Laura, the daughter and sister, in this play has developed the escape mechanism of illness when an event or situation seems to threaten her. She also created an elaborate world in her collection of delicate glass animals, a world into which she can withdraw safely and where she finds comfort and meaning that the real world does not seem to offer. Reality has by far the weakest grasp on Laura as she lives in a private world populated by glass animals; objects that like Laura's emotional and inner life are incredibly and dangerously delicate. She is too shy and lacks self-confidence to cope with the real world. She talks of her glass animals as if they are real beings and her only other interest is in playing old records. When it finally seems as though she may be peeking out of her fictional world through Jim's words, she withdraws and becomes frail and limp once again after Jim breaks her heart a second time. Realizing that she will always be the broken "unicorn" in society, she gives up trying to please her mother and being normal.
Amanda lives in a world based largely on her imagined past. Elaborate additions may have been made to those memories of her younger years, but they serve to hide her from the reality of a lost husband and two equally lost children. Amanda tries to relive her past through Laura, and denies anything she does not want to accept. Unlike her children, she is partial to real-world values and longs for social and financial success, yet her attachment to these values is exactly what prevents her from perceiving a number of truths about her life. She cannot accept that she should be anything other than the pampered belle she once was, that Laura is peculiar, that Tom will not be the businessman she'd like, and that she herself might be in some ways responsible for the sorrows and flaws of her children. Amanda's retreat into illusion is in many ways more pathetic than her children's, because it is not a willful imaginative construction but a distortion of reality. Amanda's great hope was that Laura would graduate from a business college and pursue her career, but once she finds out that Laura was too shy even to attend classes, she pins all her hopes on finding Laura a husband. When that scheme fails too, all hope seems lost. A life of worry, economic insecurity and dependency seems inevitable. Amanda lives inside her own world of illusions because the outside world is too painful for her to face; a world in another time and place, her ideal world of the south during her youth. Tom tries to force her to face the facts that Laura is different than other girls, but Amanda refuses to accept this, all she can do is wish on the moon that things will turn out the way she wants them to. Clearly, Amanda seems oblivious to Tom's unhappiness and Laura's painful shyness.

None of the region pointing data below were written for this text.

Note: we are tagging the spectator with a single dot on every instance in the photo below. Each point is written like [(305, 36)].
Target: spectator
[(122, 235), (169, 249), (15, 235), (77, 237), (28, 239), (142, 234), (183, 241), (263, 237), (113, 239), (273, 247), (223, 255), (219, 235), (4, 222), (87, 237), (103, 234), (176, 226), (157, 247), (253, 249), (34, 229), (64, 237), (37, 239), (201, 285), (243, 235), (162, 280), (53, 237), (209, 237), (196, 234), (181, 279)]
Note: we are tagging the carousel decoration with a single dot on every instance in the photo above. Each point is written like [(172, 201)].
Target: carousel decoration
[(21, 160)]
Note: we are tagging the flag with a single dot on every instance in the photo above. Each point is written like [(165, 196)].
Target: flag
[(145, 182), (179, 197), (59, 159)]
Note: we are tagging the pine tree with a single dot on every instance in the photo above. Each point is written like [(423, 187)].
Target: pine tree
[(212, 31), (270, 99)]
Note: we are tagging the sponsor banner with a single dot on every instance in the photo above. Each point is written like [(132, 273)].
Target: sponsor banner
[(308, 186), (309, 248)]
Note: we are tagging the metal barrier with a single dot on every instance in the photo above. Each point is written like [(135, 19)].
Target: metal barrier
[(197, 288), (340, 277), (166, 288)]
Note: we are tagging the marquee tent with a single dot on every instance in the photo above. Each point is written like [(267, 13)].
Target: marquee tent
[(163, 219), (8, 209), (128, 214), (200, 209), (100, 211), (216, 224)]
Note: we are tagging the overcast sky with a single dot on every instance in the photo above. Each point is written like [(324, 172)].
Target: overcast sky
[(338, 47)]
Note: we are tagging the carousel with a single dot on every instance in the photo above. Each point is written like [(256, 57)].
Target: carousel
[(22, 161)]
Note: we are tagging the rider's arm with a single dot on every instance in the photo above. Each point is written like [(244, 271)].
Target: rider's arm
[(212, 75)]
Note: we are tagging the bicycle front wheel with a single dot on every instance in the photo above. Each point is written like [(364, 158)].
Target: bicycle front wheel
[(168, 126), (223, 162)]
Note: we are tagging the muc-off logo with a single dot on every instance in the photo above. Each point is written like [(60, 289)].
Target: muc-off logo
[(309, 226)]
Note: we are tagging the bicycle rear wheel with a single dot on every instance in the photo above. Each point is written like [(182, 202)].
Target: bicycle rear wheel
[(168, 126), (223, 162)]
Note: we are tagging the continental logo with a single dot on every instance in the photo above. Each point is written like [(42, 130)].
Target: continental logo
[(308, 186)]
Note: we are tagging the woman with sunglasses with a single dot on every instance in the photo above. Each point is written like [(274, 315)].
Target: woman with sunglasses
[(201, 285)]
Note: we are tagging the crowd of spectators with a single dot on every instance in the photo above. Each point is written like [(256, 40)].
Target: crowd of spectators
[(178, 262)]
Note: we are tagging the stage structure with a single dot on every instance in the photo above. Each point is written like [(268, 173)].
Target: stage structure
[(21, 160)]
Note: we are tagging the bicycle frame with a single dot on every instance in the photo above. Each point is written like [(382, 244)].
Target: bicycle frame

Each member of the Wingfield family had their own escape mechanism which they used to hide or escape from the real world. In the end there was no escape from the family prison for any of the three characters. Disconnection from the outside world and an inability to live life on its own terms, caused them frustration and disappointment. As imperfect or dull as life may seem, resorting to illusion and fictional escapes turns out to be a disabling.